第4話 二人:3 (1/2)

 授業が終わる頃には興奮も下半身も収まっていた。まぁ所詮は魚。そこまでという感じ。



 授業が終わって理科室を出ようと廊下に出る寸前で、右腕の袖に不自然な力を感じ、足を止める。誰かに引っ張られたためだと想像がついたので行動を阻害された事に若干イラつきながら振り返ると、そこには長い睫毛を伏せて目線を下に落とした女子生徒……北村が立っていた。


 その後ろに、女子生徒が二人。名前は覚えていない。北村の背中をつついたり、にやにや笑いながらなにか小声で言っている。

 これは不快極まりない。



「何」



「あ……のね。

 さ、差し支えなければ、榊原君の……」



「何言ってるかわかんない。

 声、ちっさすぎ」



「……。だ、だから!

 アドレス、……メールアドレス教えて!

 榊原君、ラインやってないって他の男子にきいたから……。あ、い、嫌だったら別に……!」



 なんだこいつ。友人をぞろぞろ引き連れて何事かと思ったら、大袈裟な。いや、そうだ、大袈裟だからタチが悪い。ここで嫌だと断ったら、この取り巻いている女子生徒二人から批難を浴びることになるのだろう。そんなことはどうでもいいのだが、大事になることは避けたい。

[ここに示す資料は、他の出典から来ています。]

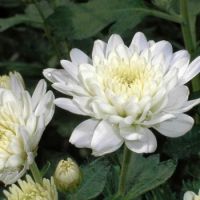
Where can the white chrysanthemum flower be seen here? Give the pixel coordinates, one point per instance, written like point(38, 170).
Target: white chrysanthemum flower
point(29, 190)
point(191, 196)
point(67, 175)
point(23, 119)
point(126, 91)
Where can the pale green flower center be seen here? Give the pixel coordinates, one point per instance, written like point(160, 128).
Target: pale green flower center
point(34, 194)
point(5, 82)
point(136, 79)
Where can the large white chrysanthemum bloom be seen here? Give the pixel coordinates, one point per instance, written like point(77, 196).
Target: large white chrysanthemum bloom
point(23, 119)
point(29, 190)
point(191, 196)
point(126, 91)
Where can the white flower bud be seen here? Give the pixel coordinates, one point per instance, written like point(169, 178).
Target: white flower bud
point(67, 175)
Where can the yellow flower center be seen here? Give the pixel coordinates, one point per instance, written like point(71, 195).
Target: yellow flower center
point(135, 78)
point(34, 194)
point(196, 197)
point(5, 82)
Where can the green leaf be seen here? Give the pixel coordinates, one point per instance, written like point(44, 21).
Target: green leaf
point(147, 174)
point(10, 3)
point(30, 17)
point(94, 180)
point(192, 185)
point(79, 21)
point(161, 193)
point(184, 146)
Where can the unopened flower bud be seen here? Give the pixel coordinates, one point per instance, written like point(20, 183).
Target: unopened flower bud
point(67, 175)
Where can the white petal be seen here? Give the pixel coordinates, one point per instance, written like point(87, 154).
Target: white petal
point(82, 135)
point(106, 139)
point(98, 51)
point(26, 139)
point(78, 57)
point(177, 98)
point(69, 89)
point(141, 140)
point(14, 161)
point(187, 106)
point(139, 41)
point(175, 127)
point(39, 92)
point(39, 129)
point(17, 83)
point(123, 53)
point(55, 75)
point(192, 71)
point(10, 176)
point(163, 47)
point(113, 42)
point(158, 119)
point(69, 105)
point(46, 106)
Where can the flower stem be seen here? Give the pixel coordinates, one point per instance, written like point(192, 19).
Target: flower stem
point(124, 170)
point(189, 36)
point(36, 173)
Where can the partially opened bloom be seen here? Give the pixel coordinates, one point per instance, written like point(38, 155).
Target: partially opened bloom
point(23, 119)
point(30, 190)
point(126, 91)
point(67, 175)
point(191, 196)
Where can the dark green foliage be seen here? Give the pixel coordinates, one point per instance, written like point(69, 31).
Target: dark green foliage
point(146, 174)
point(94, 180)
point(184, 146)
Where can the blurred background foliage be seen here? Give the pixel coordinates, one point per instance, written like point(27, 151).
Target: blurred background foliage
point(36, 34)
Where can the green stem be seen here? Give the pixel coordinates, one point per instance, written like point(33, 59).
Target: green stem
point(36, 173)
point(186, 27)
point(189, 36)
point(124, 169)
point(47, 30)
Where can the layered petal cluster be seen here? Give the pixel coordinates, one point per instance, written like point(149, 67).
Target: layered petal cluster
point(126, 90)
point(23, 119)
point(191, 196)
point(67, 175)
point(30, 190)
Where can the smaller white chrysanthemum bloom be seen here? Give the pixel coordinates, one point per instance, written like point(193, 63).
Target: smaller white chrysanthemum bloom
point(67, 175)
point(30, 190)
point(8, 82)
point(127, 91)
point(23, 119)
point(191, 196)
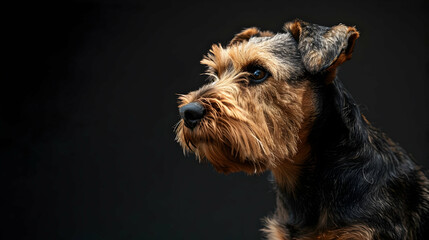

 この状況で穏便に済む断り文句が思い付かなかった俺は「いいよ」と承諾した。


 その瞬間、後ろにいる女子の二人の奇声。「きゃー」だか「ひゃー」だかよくわからない甲高い声で叫びながら北村をバシバシ叩く。不意をつかれたので、その声に頭を貫かれた気がした。


 ……え、おい。なんだこれ。頭に響く。やめろ。

 北村をそんなに殴ってどうするんだ。


 しかし叩かれている当の本人は顔を真っ赤にしながら満面の笑みを浮かべていた。「もー、やめてよー」とか言ってるくせに全然嬉しそうな顔をしている。俺の中で言葉と表情が伴っていない彼女に説明がつかず、きっとマゾなのだろうと結論付けた。



 そんな奇妙な光景を黙って見ていると、はっとしたように北村は二人をなだめ、ポケットから小さい紙を取り出した。



「これ、私のアドレス……。

 暇な時にでもメール送ってね」



 俺は「わかった」とだけ言うと紙を受け取り、理科室を後にした。後ろからまた奇声が聞こえたが無視をした。